An XID_Start character is an implementation-defined character whose corresponding code point in ISO/IEC 10646 has the XID_Start property. The author would like to emphasize that the XID_Start property is not a part of the C standard, but a part of the Unicode standard. The XID_Start property is defined in the Unicode Standard Annex #31, which is a part of the Unicode standard. The Unicode Standard has a lot to do with this undefined behavior, but the author would like to put a stop and focus on the C standard.

XID_Start字符是一个由实现定义的字符,其在ISO/IEC 10646中对应的代码点具有XID_Start属性。需要强调的是,XID_Start属性不是C标准的一部分,而是Unicode标准的一部分。XID_Start属性在Unicode标准附录#31中定义,该附录是Unicode标准的一部分。Unicode标准与此未定义行为有很大关系,但笔者不打算拘泥于这一部分而是专注于C标准。

If the initial character of an identifier is a universal character name designating a digit, for example \u0030 (which is the universal character name of the digit 0), confusion may occur. The specific behavior of the implementation is therefore undefined.

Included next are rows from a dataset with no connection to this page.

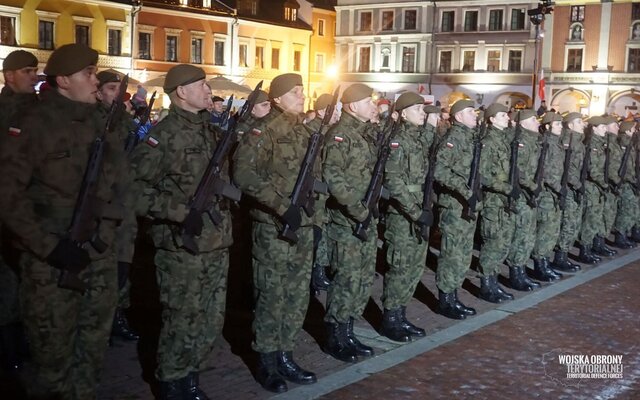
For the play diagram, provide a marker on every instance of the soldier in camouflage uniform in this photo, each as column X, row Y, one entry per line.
column 452, row 174
column 496, row 223
column 405, row 174
column 108, row 92
column 319, row 280
column 549, row 214
column 613, row 194
column 596, row 187
column 628, row 207
column 43, row 163
column 17, row 96
column 572, row 214
column 350, row 154
column 525, row 206
column 266, row 166
column 169, row 166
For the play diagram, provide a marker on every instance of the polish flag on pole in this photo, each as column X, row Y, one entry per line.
column 541, row 86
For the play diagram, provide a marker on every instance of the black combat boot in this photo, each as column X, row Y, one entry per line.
column 447, row 306
column 173, row 390
column 542, row 272
column 561, row 263
column 267, row 373
column 193, row 391
column 408, row 326
column 319, row 280
column 518, row 280
column 291, row 371
column 601, row 249
column 120, row 327
column 586, row 257
column 338, row 345
column 622, row 242
column 361, row 349
column 392, row 326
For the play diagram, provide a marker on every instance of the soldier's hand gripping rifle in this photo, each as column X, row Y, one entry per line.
column 303, row 194
column 469, row 213
column 211, row 184
column 564, row 181
column 426, row 219
column 133, row 139
column 539, row 176
column 375, row 190
column 514, row 172
column 87, row 211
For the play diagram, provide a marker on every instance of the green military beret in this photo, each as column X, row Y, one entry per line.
column 571, row 116
column 431, row 109
column 182, row 75
column 595, row 121
column 494, row 109
column 69, row 59
column 323, row 101
column 408, row 99
column 356, row 92
column 261, row 97
column 281, row 84
column 525, row 113
column 107, row 77
column 19, row 59
column 461, row 105
column 549, row 117
column 627, row 125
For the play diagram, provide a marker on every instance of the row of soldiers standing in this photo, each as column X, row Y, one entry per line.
column 43, row 158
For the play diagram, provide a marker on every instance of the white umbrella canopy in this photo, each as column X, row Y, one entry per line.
column 223, row 87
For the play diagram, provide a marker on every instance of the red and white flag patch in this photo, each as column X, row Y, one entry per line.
column 153, row 142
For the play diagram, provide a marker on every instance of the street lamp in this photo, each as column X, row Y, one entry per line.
column 536, row 16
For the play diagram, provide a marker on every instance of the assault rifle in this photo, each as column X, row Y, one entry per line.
column 87, row 211
column 539, row 176
column 475, row 183
column 375, row 191
column 306, row 185
column 211, row 184
column 133, row 139
column 564, row 181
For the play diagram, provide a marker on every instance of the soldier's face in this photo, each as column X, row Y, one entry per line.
column 108, row 92
column 500, row 120
column 414, row 114
column 81, row 86
column 293, row 101
column 22, row 80
column 261, row 109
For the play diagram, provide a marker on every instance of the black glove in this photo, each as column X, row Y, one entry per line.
column 193, row 223
column 292, row 217
column 68, row 256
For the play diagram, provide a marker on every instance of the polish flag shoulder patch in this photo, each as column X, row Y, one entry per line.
column 15, row 132
column 153, row 142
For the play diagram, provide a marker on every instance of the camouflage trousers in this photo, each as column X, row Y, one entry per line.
column 571, row 222
column 549, row 218
column 524, row 233
column 67, row 331
column 593, row 219
column 353, row 263
column 496, row 229
column 455, row 249
column 628, row 209
column 281, row 275
column 193, row 291
column 406, row 259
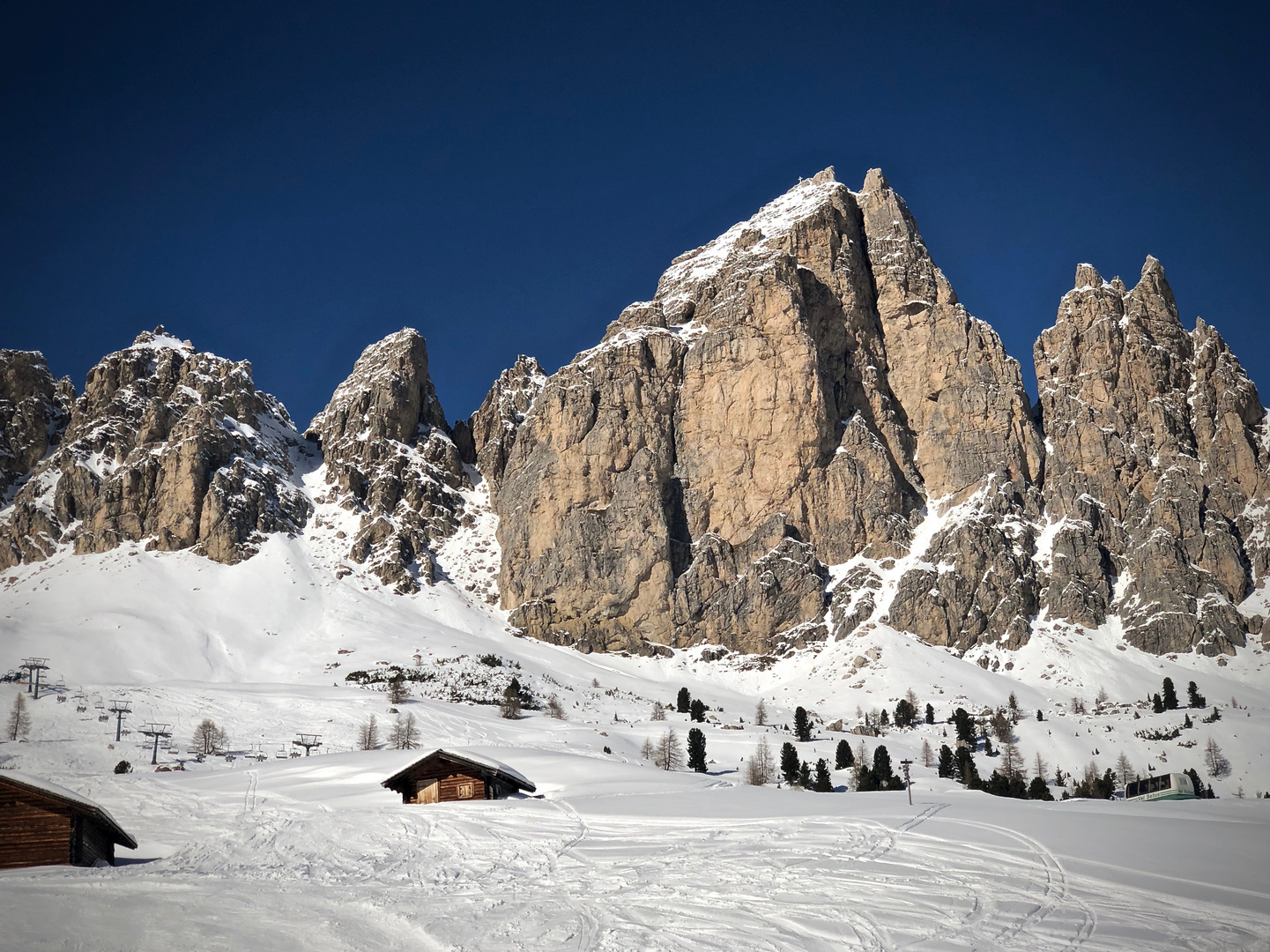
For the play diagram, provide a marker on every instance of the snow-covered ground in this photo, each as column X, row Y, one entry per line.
column 313, row 853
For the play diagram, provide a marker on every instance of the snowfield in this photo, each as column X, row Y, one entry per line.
column 268, row 852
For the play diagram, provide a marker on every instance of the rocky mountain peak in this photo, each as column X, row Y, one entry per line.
column 1155, row 465
column 390, row 457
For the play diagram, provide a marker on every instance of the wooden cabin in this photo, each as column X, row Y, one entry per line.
column 42, row 824
column 441, row 777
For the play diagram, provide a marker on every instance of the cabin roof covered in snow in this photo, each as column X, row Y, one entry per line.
column 470, row 759
column 46, row 788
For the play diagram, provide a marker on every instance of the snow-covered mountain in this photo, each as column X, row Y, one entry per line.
column 800, row 473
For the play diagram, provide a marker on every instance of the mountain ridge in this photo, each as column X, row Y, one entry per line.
column 801, row 436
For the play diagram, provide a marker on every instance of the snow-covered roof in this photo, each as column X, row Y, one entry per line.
column 38, row 785
column 474, row 760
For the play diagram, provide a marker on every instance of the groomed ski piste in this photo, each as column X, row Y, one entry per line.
column 271, row 852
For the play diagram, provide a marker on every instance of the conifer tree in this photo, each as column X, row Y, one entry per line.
column 1170, row 695
column 760, row 768
column 1039, row 790
column 881, row 764
column 789, row 762
column 1194, row 698
column 964, row 725
column 843, row 756
column 397, row 689
column 696, row 750
column 801, row 725
column 822, row 783
column 945, row 767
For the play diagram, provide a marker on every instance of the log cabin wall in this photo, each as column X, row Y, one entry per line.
column 92, row 843
column 33, row 830
column 454, row 782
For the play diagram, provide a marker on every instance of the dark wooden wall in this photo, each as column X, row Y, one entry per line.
column 449, row 777
column 33, row 830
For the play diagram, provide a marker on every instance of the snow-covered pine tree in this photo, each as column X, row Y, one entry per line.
column 1214, row 760
column 760, row 768
column 843, row 758
column 789, row 762
column 1194, row 698
column 801, row 725
column 1040, row 768
column 822, row 782
column 697, row 750
column 945, row 767
column 209, row 738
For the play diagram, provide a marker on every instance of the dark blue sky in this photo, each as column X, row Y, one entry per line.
column 290, row 182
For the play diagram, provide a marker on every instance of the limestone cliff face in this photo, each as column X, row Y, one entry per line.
column 33, row 412
column 389, row 457
column 792, row 394
column 1156, row 468
column 166, row 445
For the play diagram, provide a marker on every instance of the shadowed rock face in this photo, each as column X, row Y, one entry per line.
column 1157, row 466
column 389, row 457
column 167, row 445
column 797, row 387
column 33, row 412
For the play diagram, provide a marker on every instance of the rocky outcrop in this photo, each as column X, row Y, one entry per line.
column 1157, row 469
column 493, row 428
column 390, row 457
column 166, row 445
column 33, row 412
column 757, row 390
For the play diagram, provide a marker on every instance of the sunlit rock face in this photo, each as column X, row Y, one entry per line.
column 167, row 445
column 1157, row 468
column 390, row 457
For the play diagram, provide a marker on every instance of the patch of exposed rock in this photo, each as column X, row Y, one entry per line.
column 166, row 445
column 493, row 428
column 389, row 457
column 33, row 412
column 808, row 380
column 1157, row 466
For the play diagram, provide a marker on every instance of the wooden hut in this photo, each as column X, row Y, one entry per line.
column 441, row 777
column 42, row 824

The situation where a initial character of an identifier is a universal character name designating a digit also violates undefined behavior No. 28 ("A universal character name in an identifier does not designate a character whose encoding falls into one of the specified ranges").



#include <stdio.h>

int main() {
    int \u0030A = 1; // undefined behavior! (1)
  1. undefined behavior! Here \u0030 is the universal character name of the digit 0. The initial character of the identifier is a universal character name designating a digit, which is undefined behavior. Also, this violates undefined behavior No. 28 ("A universal character name in an identifier does not designate a character whose encoding falls into one of the specified ranges").

View source


Nearly all (Standard conforming) implementations raise errors on invalid universal character names during compilation.



Using universal character names in identifiers is not recommended, not only because the source file may not be successfully compiled in earlier compilers conforming C99 or earlier, but also because using characters that are not in the basic character set might reduce the readablity of the source code.


The advice is simple: just use English. If you must use them, make sure they are valid.